Der Inhalt eines verdächtig aussehenden Koffers stellte sich bei einer Überprüfung mit einem Suchhund aber als harmlos heraus, und die angesetzte Räumung des Gebäudes war nicht notwendig.

Video-Überwachung der Wiesn

Polizeipräsidium und Kreisverwaltungsreferat werden heute ihr verschärftes Sicherheitskonzept für die Wiesn vorstellen. Es sieht vor, weit mehr als die bislang vorgesehenen 220 Polizeibeamten (120 wurden dafür speziell geschult) auf der Theresienwiese einzusetzen.

Genaue Zahlen wurden vorab nicht bekannt, Schätzungen zufolge handelt es sich aber um wenigstens 100 Sicherheitskräfte zusätzlich, die das Bayerische Innenministerium zur Verfügung stellen will.

An den Eingängen zur Festwiese - auf der je nach Andrang zwischen 60 und 140 Beamte patroullieren - sollen Bereitschaftspolizisten Besucher kontrollieren.
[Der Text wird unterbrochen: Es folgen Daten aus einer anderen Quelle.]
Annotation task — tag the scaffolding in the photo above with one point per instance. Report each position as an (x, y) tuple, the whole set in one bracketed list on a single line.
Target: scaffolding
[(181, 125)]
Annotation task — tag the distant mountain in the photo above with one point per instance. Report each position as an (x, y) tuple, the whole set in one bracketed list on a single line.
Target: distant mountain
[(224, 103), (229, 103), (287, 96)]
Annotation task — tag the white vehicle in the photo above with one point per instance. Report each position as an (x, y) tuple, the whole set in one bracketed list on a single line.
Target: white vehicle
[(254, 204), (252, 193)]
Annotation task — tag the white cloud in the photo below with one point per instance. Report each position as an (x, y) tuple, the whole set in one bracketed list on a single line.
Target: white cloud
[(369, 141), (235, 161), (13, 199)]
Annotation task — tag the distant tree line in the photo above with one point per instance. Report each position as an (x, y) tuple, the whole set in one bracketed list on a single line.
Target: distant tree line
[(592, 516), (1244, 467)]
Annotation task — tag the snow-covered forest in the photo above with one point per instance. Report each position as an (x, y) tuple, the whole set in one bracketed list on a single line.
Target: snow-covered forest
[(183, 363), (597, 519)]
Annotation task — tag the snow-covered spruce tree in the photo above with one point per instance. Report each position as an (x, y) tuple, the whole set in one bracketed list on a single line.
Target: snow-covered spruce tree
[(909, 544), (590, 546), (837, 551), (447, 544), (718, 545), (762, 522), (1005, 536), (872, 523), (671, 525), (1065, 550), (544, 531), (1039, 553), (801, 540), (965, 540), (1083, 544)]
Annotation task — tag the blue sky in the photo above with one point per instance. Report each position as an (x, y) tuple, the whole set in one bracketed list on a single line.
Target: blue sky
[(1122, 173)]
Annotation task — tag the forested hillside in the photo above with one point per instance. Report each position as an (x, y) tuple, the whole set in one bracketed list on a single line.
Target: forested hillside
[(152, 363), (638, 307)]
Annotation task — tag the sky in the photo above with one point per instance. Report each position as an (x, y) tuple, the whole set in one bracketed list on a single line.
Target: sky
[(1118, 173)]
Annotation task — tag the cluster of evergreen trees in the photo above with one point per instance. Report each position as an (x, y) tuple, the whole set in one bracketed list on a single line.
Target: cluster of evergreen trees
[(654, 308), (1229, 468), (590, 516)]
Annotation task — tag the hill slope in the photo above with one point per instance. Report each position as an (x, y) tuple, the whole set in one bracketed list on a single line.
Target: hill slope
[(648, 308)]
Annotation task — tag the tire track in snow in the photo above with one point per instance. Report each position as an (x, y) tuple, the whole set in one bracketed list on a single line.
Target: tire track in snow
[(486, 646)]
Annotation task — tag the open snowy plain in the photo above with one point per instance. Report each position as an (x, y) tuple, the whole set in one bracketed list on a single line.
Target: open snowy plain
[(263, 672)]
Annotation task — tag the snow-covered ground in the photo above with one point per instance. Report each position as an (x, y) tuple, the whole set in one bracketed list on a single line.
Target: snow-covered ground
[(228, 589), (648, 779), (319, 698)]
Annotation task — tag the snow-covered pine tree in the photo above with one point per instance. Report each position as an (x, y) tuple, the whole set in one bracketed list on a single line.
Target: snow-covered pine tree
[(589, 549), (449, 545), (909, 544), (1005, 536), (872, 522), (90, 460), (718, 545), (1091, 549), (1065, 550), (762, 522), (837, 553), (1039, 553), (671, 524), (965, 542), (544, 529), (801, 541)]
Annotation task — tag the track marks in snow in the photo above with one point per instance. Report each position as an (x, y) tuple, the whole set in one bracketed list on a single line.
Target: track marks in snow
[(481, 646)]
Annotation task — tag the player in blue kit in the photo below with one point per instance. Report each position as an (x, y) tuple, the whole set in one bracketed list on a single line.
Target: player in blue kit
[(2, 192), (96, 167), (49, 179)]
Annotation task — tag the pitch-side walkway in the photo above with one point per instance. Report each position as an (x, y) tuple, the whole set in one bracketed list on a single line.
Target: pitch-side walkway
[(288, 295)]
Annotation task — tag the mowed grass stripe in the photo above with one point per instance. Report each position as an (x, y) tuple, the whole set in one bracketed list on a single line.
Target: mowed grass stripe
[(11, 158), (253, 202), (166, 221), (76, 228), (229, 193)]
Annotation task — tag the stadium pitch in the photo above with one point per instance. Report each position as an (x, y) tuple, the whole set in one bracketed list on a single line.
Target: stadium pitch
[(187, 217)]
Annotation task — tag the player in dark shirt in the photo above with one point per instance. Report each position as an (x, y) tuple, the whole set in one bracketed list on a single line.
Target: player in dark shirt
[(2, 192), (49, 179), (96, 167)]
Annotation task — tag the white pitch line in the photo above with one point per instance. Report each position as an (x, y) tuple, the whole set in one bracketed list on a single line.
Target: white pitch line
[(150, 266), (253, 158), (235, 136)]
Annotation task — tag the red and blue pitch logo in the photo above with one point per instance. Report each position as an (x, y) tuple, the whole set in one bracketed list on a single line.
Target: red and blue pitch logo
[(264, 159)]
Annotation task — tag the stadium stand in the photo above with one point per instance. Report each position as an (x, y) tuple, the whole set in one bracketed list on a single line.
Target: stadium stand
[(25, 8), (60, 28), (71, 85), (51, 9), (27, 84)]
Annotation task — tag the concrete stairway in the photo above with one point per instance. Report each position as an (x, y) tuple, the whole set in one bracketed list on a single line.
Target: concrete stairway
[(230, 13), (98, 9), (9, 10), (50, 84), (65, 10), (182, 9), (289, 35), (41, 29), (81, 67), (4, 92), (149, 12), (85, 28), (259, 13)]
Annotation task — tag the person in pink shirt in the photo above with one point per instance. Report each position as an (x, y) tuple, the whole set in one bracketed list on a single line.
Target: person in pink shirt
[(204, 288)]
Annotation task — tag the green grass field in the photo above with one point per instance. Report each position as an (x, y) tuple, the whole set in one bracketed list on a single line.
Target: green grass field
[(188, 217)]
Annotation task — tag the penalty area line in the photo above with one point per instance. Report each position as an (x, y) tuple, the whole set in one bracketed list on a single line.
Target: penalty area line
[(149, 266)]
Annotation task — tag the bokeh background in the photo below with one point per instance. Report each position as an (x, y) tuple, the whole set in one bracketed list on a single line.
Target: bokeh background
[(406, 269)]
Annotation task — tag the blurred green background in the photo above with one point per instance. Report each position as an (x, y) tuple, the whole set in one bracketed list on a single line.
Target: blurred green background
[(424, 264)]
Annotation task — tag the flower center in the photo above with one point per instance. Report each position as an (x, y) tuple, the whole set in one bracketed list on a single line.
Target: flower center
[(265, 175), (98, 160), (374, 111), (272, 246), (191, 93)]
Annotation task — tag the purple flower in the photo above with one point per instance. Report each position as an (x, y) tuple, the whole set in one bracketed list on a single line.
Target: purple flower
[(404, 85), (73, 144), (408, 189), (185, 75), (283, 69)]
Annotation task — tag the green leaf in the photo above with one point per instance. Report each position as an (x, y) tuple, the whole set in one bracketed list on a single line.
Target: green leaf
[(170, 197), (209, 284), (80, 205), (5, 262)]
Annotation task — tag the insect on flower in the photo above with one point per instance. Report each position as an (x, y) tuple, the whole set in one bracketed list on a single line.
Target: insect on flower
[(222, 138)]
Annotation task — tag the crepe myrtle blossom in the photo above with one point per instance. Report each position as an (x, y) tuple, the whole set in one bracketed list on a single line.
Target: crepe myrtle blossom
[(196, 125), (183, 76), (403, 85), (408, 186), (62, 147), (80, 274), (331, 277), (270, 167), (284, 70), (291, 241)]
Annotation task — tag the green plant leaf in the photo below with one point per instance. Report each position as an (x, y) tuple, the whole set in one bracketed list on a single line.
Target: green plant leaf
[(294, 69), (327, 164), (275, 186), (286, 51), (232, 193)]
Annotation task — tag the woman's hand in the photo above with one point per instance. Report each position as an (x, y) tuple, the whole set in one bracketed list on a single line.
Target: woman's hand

Es sei bei rund 600.000 Gästen täglich aber nicht möglich, alle Personen zu kontrollieren, sagte der Sprecher des Polizeipräsidiums, Wolfgang Wenger.

Nach SZ-Informationen soll überdies ein Überflugverbot für die Theresienwiese verhängt und es sollen an neuralgischen Punkten wie den Eingangsbereichen Videokameras installiert werden.

Traum vom brennenden Riesenrad

Das Ordnungspersonal in den Zelten ist dazu angehalten, besonderes Augenmerk auf Gäste mit größeren Gepäckstücken zu legen.

Ein Mann, der wegen zweier verdächtiger Anrufe im Münchner Rathaus ins Visier der Polizei geriet, stellte sich als harmlos heraus. Der 67-jährige, ehemalige Schweißer aus München habe nach einem Traum, in dem zum Wiesnauftakt das Riesenrad brennt, nur warnen und nicht drohen wollen, hieß es. Gegen ihn wird nicht weiter ermittelt.